(It's clear now that a simple answer to this question doesn't exist. Our language simply isn't precise enough. I like the two other answers, but would still like to give an answer seen more from the viewpoint of a graphic designer.)
A pixel is simply the smallest unit of an image. An image file is a collection of pixels. Nothing more than colored squares in a grid. The pixels don't have a physical size until you assign one to them and they are not necessarily the same as the pixels you see on a monitor. It depends on how you choose to display them. They are to be seen as an abstract idea. Pure information.
You might be making pixel art for a game. So you design your graphics by coloring a grid of pixels. But when you display the graphics, you probably scale it up several times. On the design level, your pixel character can still be said to consist of for example 7×12 pixels even though it might be taking up 28×48 pixels on the screen.
So we live with different meanings of the word "pixel".
Likewise, when working with design for print, a pixel in itself have no meaning in a physical sense. In vector layout applications, you often place images at different resolutions in the same document. You can even rotate or stretch the images.
In this (very ugly) collage from InDesign, because we have defined a physical size for each image, the four images now have each their own resolution measured in PPI (pixels per inch). The stretched image where the pixels aren't square have a different resolution horizontally and vertically.
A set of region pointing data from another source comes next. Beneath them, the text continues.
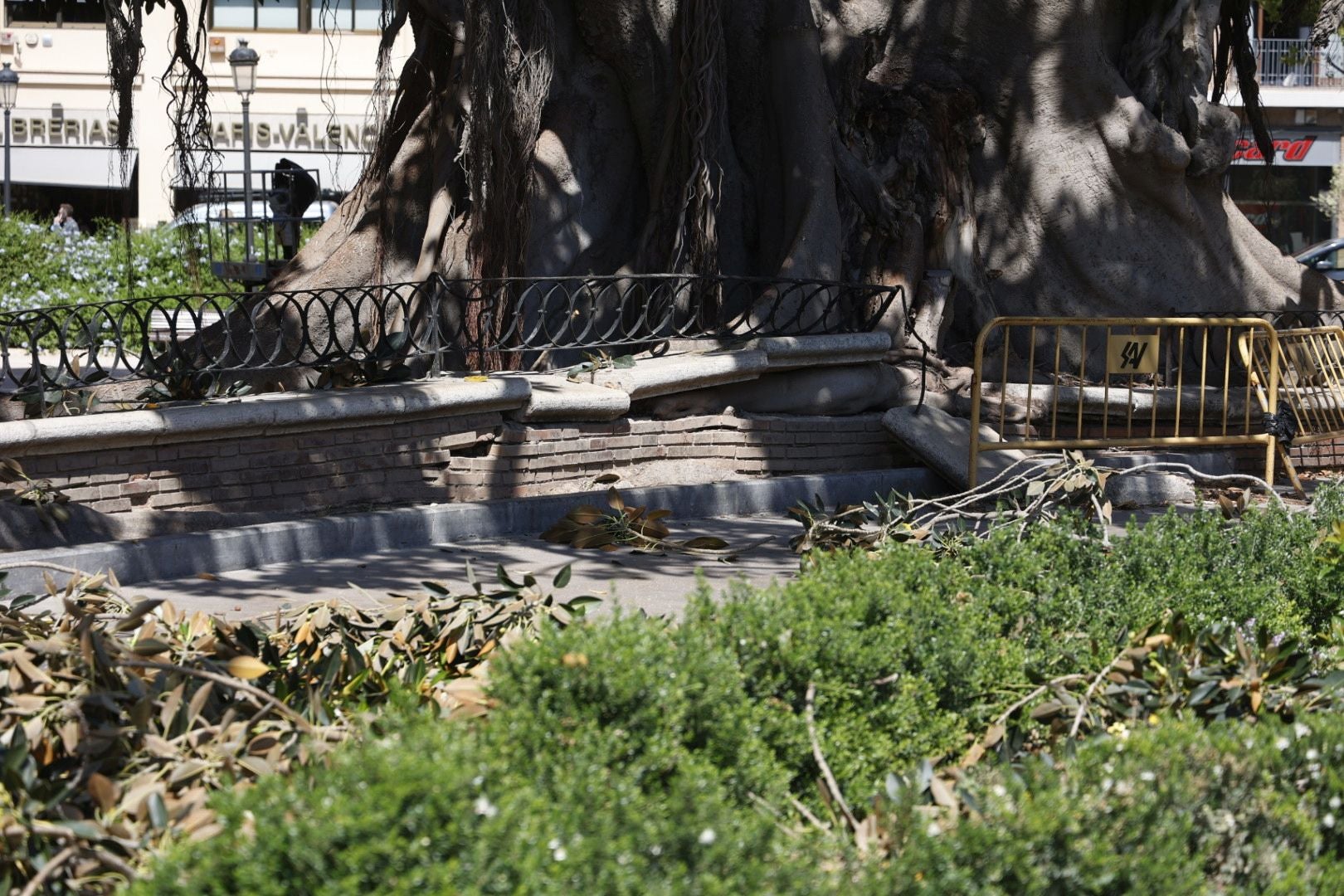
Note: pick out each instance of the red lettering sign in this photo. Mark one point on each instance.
(1288, 151)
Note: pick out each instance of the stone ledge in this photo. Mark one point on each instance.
(262, 416)
(555, 398)
(791, 353)
(655, 377)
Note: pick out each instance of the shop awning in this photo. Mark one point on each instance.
(71, 165)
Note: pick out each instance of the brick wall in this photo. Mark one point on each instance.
(461, 458)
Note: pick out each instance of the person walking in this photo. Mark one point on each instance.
(65, 222)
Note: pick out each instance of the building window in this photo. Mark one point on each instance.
(346, 15)
(296, 15)
(253, 15)
(56, 12)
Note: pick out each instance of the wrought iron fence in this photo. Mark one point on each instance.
(444, 324)
(1298, 63)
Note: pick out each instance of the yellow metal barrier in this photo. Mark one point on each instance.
(1311, 383)
(1124, 382)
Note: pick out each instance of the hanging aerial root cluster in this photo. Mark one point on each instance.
(683, 234)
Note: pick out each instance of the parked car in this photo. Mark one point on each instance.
(1324, 257)
(203, 212)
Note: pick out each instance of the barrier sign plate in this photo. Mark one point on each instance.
(1129, 355)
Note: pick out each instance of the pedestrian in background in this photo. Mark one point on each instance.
(65, 222)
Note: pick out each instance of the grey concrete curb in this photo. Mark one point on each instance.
(178, 557)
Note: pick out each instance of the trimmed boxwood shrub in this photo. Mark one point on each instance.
(1181, 807)
(45, 269)
(616, 762)
(636, 755)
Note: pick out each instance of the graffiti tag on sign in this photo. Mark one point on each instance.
(1131, 355)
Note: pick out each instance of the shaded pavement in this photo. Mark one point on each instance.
(657, 583)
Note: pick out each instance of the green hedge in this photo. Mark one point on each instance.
(636, 755)
(1230, 807)
(43, 269)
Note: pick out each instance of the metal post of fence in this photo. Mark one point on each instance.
(436, 338)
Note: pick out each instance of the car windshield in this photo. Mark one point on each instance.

A dot is, for a graphic designer, a less ambiguous term. It's the smallest square a printing device can print. Unlike a pixel, a dot does have a physical size although it differs from device to device.
Most (if not all) printing devices can only print solid inks. Either there is color applied or there isn't. Like an old-fashioned stamp. So they need to have a rather high resolution of dots to be able to make some kind of pattern to create the illusion of different colors.
For example the offset machine we have at my job use printing plates that has a resolution of 2400 DPI (dots per inch). When a document is sent to the so-called RIP (raster image processor), it creates a 1-bit image of each CMYK channel. The tints of the original pixels are interpreted into different densities of halftone screen. These patterns are made of dots. (Note that the circles of the halftone screen are not what we talk about when we say "dots". The dots are the square elements which the circles consist of. Of course they are saved as pixels in an image file, but at this stage of production we still refer to them as dots.)
Below is a close-up of part of the collage from above after being interpreted by a RIP. It shows all four CMYK channels layered on top of each other. The original pixels are sort of used as masks for the halftone raster. It's one big messy soup of pixels at different PPI, normalized into halftone raster at one specific DPI.
The 1-bit images of each channel are burned onto printing plates and thereby the dots become physical. Ink is applied to the plates and then pressed onto paper. So the dots are directly transferred to paper, but the original pixels are long gone.
(I'm focusing on offset print as its my expertise. On a digital printer like an inkjet, the process is different but more or less follows the same principle.)